The plan also marks the first time the de Blasio Administration has included a Citywide Savings Program in an annual November update to the budget.

"This year's plan proves yet again that we can be both progressive and fiscally responsible," de Blasio said. "With this updated budget, we are announcing $1 billion in savings -- and our plan to build on these savings during next year's budget process."

The update released Thursday cuts this year's tax revenue projection by $127 million, a shortfall the city will cover with agency and debt service savings, which lets the administration reduce the fiscal 2018 out-year gap by $576 million.

Debt service savings total $151 million in fiscal 2017, $33 million in 2018, $72 million in fiscal 2019 and $83 million in 2020.

"The mayor's latest budget plan takes a cautious path amid signs of slower economic growth and political uncertainty following the election of Donald Trump as president," said Doug Turetsky, chief of staff of the NYC Independent Budget Office. "Although the budget grows by $1.3 billion, this is driven by a nearly $900 million increase in federal aid and more than $400 million in state aid."

The watchdog Citizens Budget Commission concurred.

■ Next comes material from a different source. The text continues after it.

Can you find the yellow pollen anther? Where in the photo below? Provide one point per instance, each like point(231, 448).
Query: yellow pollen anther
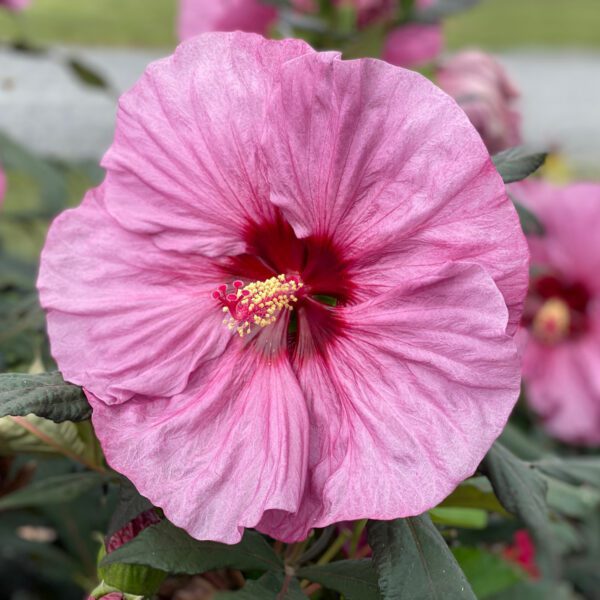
point(552, 321)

"It is a budget update that demonstrates caution, primarily by beginning to implement a savings program early in the fiscal year," said CBC Vice President Maria Doulis. "The Administration should build on the savings program substantially in the January proposal to build budget reserves in this uncertain economic climate." The November plan also includes $120 million dedicated to covering pension fund obligations in fiscal 2018 after the fund's poor performance this year.

"The expanded spending on social services and police is starting to take a toll on the city budget," said Howard Cure, the director of municipal bond research for Evercore Wealth Management. "A little more troubling were the problems with the city pension funds."

Poor pension fund performance will push taxpayer contributions to $241 million in fiscal 2019 and $361 million in 2020. The city is required by law to cover any returns below an assumed growth rate of 7%; the funds grew 3.2% in fiscal 2015 and 1.5% in 2016.

The budget also unveiled several savings initiatives. To that end, the city will start contracting directly with storage service vendors to cut yearly costs by 40%, resulting in annual savings of $3.7 million starting in fiscal 2018.

The city will reduce the issuance of paper checks by increasing the number employees and vendors paid electronically and will eliminate inter- and intra-agency checks, saving $1 million in fiscal 2018, $2 million in 2019 and $3 million in 2020.

The city plans to use its vehicles more efficiently by expanding car sharing and intra-agency transfer of available vehicles, saving $10 million in fiscal 2018, $13 million in 2019 and $11 million in 2020.

"We are once again proving to New Yorkers that we will continue to prioritize the initiatives most important to the city's future while protecting the city's fiscal health," de Blasio said.

Cure warned that while the update contained debt service savings from refinancings, this could stop if interest rates go up.

He added, however, that the city's financial industry could benefit with a new president coming into office, if an ease in rules and regulations pushes the equity market higher and therefore strengthens city pension performance.